Cette nouvelle thématique se développera selon une série de conférences et de table-rondes ; elle sera enrichie de présentations de livres, de lectures, de projections de films et de visites dans les divers musées de Lyon.

Depuis longtemps, la question anime la recherche avec des titres suggestifs :

  • En 1995, Antoine Vergote, pose un triptyque « Religion, pathologie, guérison » (Revue théologique de Louvain, 26, 1995, p. 3-30)
  • « La maladie comme métaphore de la croyance » (expression de Vincent Tournier, « Croyances et maladies. Relations d’aide en situation d’interculturalité », Le sociographe, 2010/2, n° 32, p. 42-53)
  • Cécile Chapelain De Seréville-Niel, Christine Delaplace, Damien Jeanne, Pierre Sineux (dir.), Purifier, soigner ou guérir ? (Rennes, PUR, 2020)

La crise sanitaire actuelle a rappelé l’importance de ces questions (Philippe Martin, Les religions face aux épidémies, de la peste à la Covid, Paris, Cerf, 2020).

Ces questions nous interpellent :

  • Sur le corps : comment expliquer son dérèglement ? quels sont les liens entre religion et pathologies ? Au-delà du corps lui-même, nous devons nous interroger sur l’ensemble de l’individu aux prises avec ces dérèglements (Belief and Unbelief. Psychological Perspectives, Amsterdam, 1994). En sémiologie clinique, la religion est indissociable de la culture ; ainsi des délires mystiques des schizophrènes, dont les manifestations et les traitements diffèrent selon les cultures.
  • Sur les rapports entre les États et les Religions, quant aux réponses médicales ou sociales/sociétales, qui sont apportées aux grandes crises sanitaires, dont celle que nous vivons aujourd’hui.
  • Sur le « sens » de la souffrance : est-elle une manière d’arriver à une rédemption ? le « souffrant » est-il un « alter christus » (selon la formule chrétienne) ? Ou faut-il l’exclure au nom de la pureté ? (Nicolas Martin, Antoine Spire, Dieu aime-t-il les maladies ? Les religions monothéistes face à la maladie, Paris, A. Carrière, coll. Essais, 2004). Comment cette question se formule-t-elle dans les différents univers de pensée religieux qui seront convoqués dans ce Congrès ?
  • Sur les gestes de protection et sur les médiateurs de ces gestes : pèlerinages ; rites de protection et de guérison, etc.

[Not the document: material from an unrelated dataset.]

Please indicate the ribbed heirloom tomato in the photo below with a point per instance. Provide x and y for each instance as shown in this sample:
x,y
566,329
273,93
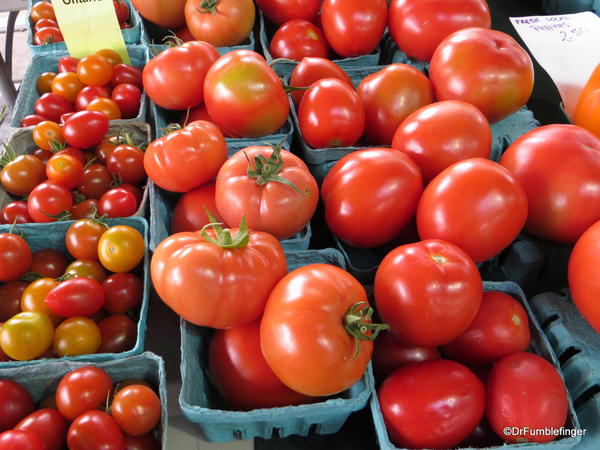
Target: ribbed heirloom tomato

Ces différents aspects doivent être envisagés dans une multitude de temporalités : dans leur longue durée ; dans les sociétés au quotidien ; dans les périodes de crise ; dans les situations de migrations, essentielles aujourd’hui, etc.

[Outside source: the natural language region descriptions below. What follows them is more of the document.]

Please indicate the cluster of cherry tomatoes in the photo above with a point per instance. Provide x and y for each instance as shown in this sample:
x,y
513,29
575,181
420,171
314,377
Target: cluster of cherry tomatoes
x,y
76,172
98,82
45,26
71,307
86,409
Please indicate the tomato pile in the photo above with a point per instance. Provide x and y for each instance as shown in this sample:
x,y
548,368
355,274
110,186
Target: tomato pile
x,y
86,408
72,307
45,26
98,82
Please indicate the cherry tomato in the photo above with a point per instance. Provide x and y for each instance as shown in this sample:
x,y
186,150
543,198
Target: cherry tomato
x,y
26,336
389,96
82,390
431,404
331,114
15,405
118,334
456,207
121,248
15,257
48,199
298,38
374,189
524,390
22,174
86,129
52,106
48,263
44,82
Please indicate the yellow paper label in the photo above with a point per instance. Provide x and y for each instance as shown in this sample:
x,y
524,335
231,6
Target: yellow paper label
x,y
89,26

Sur la base de ces interrogations, plusieurs thématiques sont envisagées, qui seront construites dans des tables-rondes à partir des réponses reçues à notre appel

Thématiques envisagées

Maladies, Possession et Exorcisme

La possession du corps des humains par des puissances surnaturelles est un phénomène aussi ancien que ses formes ont été multiples au cours du temps et dans divers univers religieux. Il convient aux religieux de discerner ce qui relève de la maladie « naturelle » ou de la possession. La concurrence sur ce terrain des médecins et des « prêtres » quels qu’ils soient est du reste une histoire de longue durée jusqu’à aujourd’hui.

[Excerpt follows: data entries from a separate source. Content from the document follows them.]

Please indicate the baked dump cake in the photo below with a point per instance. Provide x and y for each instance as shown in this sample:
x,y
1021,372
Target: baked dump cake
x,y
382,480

Cette concurrence a d’ailleurs été souvent à la frontière de différents univers, quand l’exorciste convertit en guérissant ; l’exorciste, ou le médecin, quand il convertit aux lumières humaines.

Il pourrait être intéressant, dans ce cadre, de déterminer les spécificités des formes, des fonctions et des enjeux des récits de guérison que mentionnent les écrits religieux de référence, la Bible hébraïque et le Nouveau Testament en particulier.

Il faut ajouter à ce dossier la question des traités de médecine arabes inspirés de la médecine hippocratico-gallénique et de la médecine prophétique, et de leur usage thérapeutique encore actuel dans certaines sociétés arabes et musulmanes.

Epidémies et boucs émissaires

L’épidémie est d’une certaine manière au corps collectif ce que la possession est au corps particulier : il faut en expulser le mal – qui pourra être le juif, par exemple, ou le chinois et ses habitudes alimentaires, pour faire écho à la scène contemporaine). Ou alors le mal que l’on porte en soi et qui a fait le lit de l’épidémie : il faudra expier, dénoncer ses péchés. Mais le coupable a longtemps pu être aussi l’environnement : l’air vicié, dans les mondes antiques, par exemple, qui identifient la mauvaise odeur comme la source du mal, mais aussi, à l’époque contemporaine, la pollution sous toutes ces formes.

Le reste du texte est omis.